Another vote for either 4 or 7. I think the conductor makes a difference also. My first exposure to Bruckner was Solti's 5th, and I hated it. I stumbled on Georg Tintner's Naxos cycle, which emphasizes the spirituality in Bruckner, which is what I was interested in, and Bruckner became one of my favorite composers.


----------



## Heck148

I started with #7...then went to #4...Walter for both....


----------



## Knorf

For me, the gateway to Bruckner was No. 6. And then No. 8 was the first one I became obsessed with listening to over and over.

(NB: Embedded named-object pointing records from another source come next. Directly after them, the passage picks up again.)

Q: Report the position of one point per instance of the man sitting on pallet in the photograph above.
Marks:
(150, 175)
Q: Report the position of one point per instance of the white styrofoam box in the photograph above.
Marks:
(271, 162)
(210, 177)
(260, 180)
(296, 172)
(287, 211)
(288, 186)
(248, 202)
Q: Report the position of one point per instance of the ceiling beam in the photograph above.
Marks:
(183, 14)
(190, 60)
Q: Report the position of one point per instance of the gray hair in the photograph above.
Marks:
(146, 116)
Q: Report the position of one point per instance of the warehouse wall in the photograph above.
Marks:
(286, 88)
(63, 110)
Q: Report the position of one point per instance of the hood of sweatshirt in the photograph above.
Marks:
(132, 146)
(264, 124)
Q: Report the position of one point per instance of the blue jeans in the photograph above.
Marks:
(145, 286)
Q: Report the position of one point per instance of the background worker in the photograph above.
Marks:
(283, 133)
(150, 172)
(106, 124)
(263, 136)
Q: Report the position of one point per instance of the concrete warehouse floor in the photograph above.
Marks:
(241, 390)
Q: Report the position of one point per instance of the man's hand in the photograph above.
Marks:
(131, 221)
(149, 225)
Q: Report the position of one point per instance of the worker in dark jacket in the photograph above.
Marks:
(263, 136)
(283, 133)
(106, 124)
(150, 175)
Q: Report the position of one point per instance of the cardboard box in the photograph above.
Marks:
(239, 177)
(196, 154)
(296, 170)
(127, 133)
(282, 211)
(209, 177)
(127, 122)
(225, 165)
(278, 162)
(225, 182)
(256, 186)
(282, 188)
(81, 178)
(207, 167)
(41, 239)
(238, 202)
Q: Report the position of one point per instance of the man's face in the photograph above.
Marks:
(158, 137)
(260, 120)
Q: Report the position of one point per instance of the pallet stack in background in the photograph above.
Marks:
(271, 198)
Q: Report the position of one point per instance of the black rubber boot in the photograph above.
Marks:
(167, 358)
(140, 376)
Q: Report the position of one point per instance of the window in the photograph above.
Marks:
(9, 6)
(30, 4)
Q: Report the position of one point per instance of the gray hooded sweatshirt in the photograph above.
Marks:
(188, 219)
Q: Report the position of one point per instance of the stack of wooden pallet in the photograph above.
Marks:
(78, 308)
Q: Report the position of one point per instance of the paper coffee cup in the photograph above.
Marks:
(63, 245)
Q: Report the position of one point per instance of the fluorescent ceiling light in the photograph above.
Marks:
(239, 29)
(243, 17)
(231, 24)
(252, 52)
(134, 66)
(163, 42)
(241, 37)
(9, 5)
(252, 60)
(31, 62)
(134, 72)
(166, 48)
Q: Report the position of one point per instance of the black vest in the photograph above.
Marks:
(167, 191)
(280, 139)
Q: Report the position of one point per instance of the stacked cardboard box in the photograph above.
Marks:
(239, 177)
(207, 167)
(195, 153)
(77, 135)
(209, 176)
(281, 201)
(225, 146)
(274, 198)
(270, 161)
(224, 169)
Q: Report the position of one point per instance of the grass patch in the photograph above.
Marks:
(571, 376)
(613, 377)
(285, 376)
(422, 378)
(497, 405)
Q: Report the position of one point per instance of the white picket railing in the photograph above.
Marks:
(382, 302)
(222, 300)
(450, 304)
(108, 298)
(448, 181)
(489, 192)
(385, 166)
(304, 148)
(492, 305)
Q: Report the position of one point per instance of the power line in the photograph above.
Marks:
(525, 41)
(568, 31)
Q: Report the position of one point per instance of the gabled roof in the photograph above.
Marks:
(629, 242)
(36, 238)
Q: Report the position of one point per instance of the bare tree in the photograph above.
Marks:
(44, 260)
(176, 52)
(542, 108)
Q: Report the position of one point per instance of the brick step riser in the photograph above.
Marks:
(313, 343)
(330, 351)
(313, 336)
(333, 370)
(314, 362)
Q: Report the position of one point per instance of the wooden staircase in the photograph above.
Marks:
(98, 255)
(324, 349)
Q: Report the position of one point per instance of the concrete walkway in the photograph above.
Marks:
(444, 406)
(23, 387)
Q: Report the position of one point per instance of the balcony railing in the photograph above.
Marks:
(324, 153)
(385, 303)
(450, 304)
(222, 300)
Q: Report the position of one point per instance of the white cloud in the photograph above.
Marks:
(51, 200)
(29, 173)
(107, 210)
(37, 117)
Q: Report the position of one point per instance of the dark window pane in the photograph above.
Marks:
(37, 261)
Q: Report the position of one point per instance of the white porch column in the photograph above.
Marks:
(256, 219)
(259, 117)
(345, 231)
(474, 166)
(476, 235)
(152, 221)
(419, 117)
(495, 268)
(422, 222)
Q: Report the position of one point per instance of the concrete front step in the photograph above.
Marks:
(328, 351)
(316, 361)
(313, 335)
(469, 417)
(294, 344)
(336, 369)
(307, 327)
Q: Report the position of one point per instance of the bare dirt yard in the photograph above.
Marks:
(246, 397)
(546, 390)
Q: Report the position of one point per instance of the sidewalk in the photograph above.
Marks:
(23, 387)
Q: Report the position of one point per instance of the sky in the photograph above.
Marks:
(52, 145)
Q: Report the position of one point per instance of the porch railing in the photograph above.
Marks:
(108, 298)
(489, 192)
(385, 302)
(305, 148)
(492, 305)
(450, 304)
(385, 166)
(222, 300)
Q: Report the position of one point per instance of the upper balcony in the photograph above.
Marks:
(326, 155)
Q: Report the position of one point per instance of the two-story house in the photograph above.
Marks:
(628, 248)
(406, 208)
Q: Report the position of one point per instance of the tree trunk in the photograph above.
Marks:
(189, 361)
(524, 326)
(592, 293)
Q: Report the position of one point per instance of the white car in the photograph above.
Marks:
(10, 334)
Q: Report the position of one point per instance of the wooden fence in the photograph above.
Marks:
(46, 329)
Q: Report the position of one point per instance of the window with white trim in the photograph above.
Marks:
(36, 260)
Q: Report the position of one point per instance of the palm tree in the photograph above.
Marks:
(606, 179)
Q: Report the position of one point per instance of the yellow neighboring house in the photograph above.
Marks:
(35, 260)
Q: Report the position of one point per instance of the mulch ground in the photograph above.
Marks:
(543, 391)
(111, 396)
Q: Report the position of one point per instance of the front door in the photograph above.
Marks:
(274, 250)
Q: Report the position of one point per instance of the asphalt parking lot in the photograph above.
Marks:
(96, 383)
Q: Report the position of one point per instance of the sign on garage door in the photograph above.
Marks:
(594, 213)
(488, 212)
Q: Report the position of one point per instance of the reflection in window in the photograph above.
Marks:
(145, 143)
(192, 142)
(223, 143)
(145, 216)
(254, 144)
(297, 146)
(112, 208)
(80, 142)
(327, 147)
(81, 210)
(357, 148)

To this day I don't understand why No. 6 is not recommended more. Its proportions are the most listener-friendly among the mature Bruckner symphonies, and it is really beautiful and powerful. YMMV


----------



## HenryPenfold

4 then 7

is my

suggestio

n


----------



## Ned Low

Either begin with his most popular works, 4th and 7th, or start from the first great symphony he wrote, his 3rd .
The first Bruckner symphony i listened to was the scherzo of the 9th symphony and i instantly fell in love with it. What i did was to listen to symphonies 3 to 9 respectively .Hes my favourite composer at the moment and my favourite symphony is his 5th. Oh boy. Did Bruckner compose sth better than his 5th symphony? I was even a bit disappointed when i heard his 6th because i expected so much after that monumental work. The counterpoint is phenomenal especially in the finale. Wand(NDR), Abbado(Vienna) and Skrowaczewski are my favourite recordings.


----------



## BoggyB

Knorf said:


> To this day I don't understand why No. 6 is not recommended more. Its proportions are the most listener-friendly among the mature Bruckner symphonies, and it is really beautiful and powerful. YMMV


YES YES YES.

Bruckner 6 is criminally underrated.


----------



## HenryPenfold

Ned Low said:


> Either begin with his most popular works, 4th and 7th, or start from the first great symphony he wrote, his 3rd .
> The first Bruckner symphony i listened to was the scherzo of the 9th symphony and i instantly fell in love with it. What i did was to listen to symphonies 3 to 9 respectively .Hes my favourite composer at the moment and my favourite symphony is his 5th. Oh boy. Did Bruckner compose sth better than his 5th symphony? I was even a bit disappointed when i heard his 6th because i expected so much after that monumental work. The counterpoint is phenomenal especially in the finale. Wand(NDR), Abbado(Vienna) and Skrowaczewski are my favourite recordings.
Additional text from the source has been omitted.